3:46 Conditions same. Archie saying ook, ook and bringing small stones and laying them on top of my feet.
3:49 Both birds now alarmed by the cries of children in the distance, partly restless and partly frozen, therefore not considering light and, or temperatures.
4:10 Lt.900, Temp. 65. Shadows of trees now encroaching upon cage. A picking warmest spots in cage in sun and opening up. T also seeks warmer spots and wants to go to bed on my shoulder. (The earliest hour at which he has done this). This is about the time of day that they get restless.
4:15 Lt.800, Temp. 62 No change.
I went to look up Rhody, who had not appeared at the cage, contrary to expectations, and suspected that he was searching for his mate still and probably with a lizard. (I.e. had not appeared during this test). Found him on the railing of the Scamell porch with something in his bill that looked like a long, thick, hairless worm. Approach to 6 feet showed it was a very small, limp, tailless lizard. I had not seen Rhody since about 9:30 A.M. on account of my absence, then and noon. Mrs. Scamell said he had been carrying it all day. Questioned further, she said she saw him first with it when a plumber arrived at about 10 A.M., that she had then been puzzled as to what it was he carried that was so small and had investigated and found it was a small lizard. Throughout the rest of the day she had seen him going and coming several times, always carrying this same lizard. She felt sure it was the same lizard. He sang with it in his mouth. (I have also noted this same action frequently). R showed no disposition to leave until a noisy truck climbed the hill, when he left. I went to his tree and he was in his night roost at 4:27. sitting quietly still with the creature in his bill. I talked to him, suggesting that it was now too late to find any takers and he had better eat it. This he promptly did.

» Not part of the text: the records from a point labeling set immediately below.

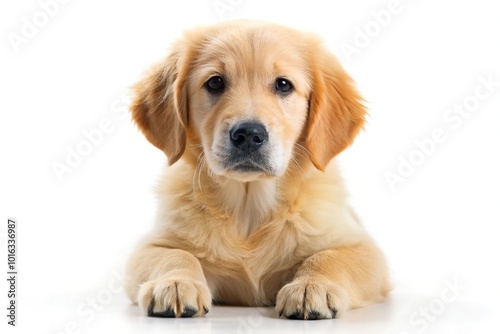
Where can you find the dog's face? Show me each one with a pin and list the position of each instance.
(248, 103)
(247, 98)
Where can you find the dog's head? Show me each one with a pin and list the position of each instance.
(247, 97)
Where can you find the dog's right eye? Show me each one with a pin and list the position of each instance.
(215, 85)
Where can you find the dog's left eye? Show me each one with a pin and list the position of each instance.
(215, 85)
(283, 86)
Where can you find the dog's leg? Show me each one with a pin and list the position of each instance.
(333, 281)
(167, 283)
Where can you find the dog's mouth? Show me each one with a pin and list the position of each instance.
(247, 168)
(253, 165)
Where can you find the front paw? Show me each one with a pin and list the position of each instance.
(311, 299)
(174, 298)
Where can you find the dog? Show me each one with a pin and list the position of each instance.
(252, 210)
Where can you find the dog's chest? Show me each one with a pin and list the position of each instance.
(252, 270)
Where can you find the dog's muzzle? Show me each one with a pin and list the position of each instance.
(248, 146)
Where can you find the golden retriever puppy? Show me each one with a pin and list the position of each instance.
(252, 211)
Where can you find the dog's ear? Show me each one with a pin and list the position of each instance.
(336, 112)
(160, 105)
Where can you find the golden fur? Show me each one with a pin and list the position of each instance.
(283, 235)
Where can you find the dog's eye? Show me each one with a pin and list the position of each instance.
(215, 85)
(283, 86)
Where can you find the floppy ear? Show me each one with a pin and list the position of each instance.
(160, 105)
(336, 112)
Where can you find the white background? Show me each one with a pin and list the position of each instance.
(438, 227)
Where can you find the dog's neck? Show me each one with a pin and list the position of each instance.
(249, 203)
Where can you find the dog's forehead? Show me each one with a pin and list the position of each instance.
(255, 50)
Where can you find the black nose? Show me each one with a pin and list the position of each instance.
(248, 137)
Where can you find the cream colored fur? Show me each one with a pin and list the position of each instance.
(284, 237)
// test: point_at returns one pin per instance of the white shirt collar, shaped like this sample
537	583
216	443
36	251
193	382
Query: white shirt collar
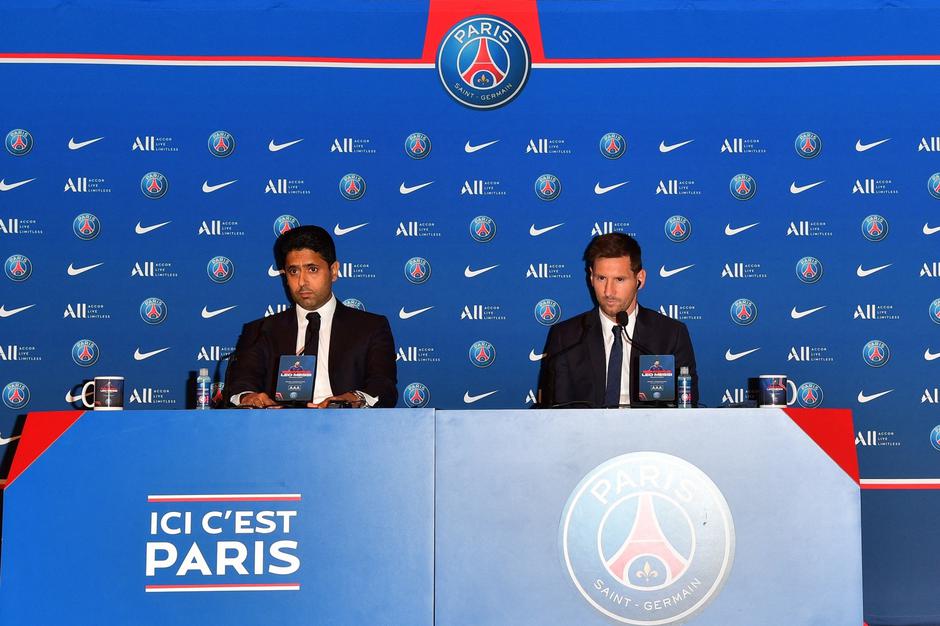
325	311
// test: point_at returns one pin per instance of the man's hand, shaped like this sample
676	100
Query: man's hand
349	396
258	401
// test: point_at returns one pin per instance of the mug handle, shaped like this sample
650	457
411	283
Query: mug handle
85	394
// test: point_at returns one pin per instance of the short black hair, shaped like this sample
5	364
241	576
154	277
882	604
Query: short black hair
305	238
613	245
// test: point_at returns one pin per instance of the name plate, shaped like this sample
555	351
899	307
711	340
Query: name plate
295	378
657	378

I have no reason to doubt the substantial accuracy of the time of the 10 A.M. observation. (Mrs. Scamell, to verify it, asked her maid what time the plumber came, and was told: 10 o'clock). The fact that he put in no appearance, contrary to custom, between noon and the time when seen by me at the Scamell house, indicates a prepossession elsewhere not usually shown except when he is actively in search of, or in company with, a mate. And that is what, as indicated, aroused my special interest at this time. I also believe it not unlikely that he carried this same lizard for 6 hours or more continuously, extraordinary as it may seem. It is in line with last year's courting behavior, although it doubles any time interval then noted. In any case, without this incident, the lizard-carrying behavior of this particular bird, confined to mating season entirely, has already been established on past performance.
At 5:20 Rhody was still in his roost.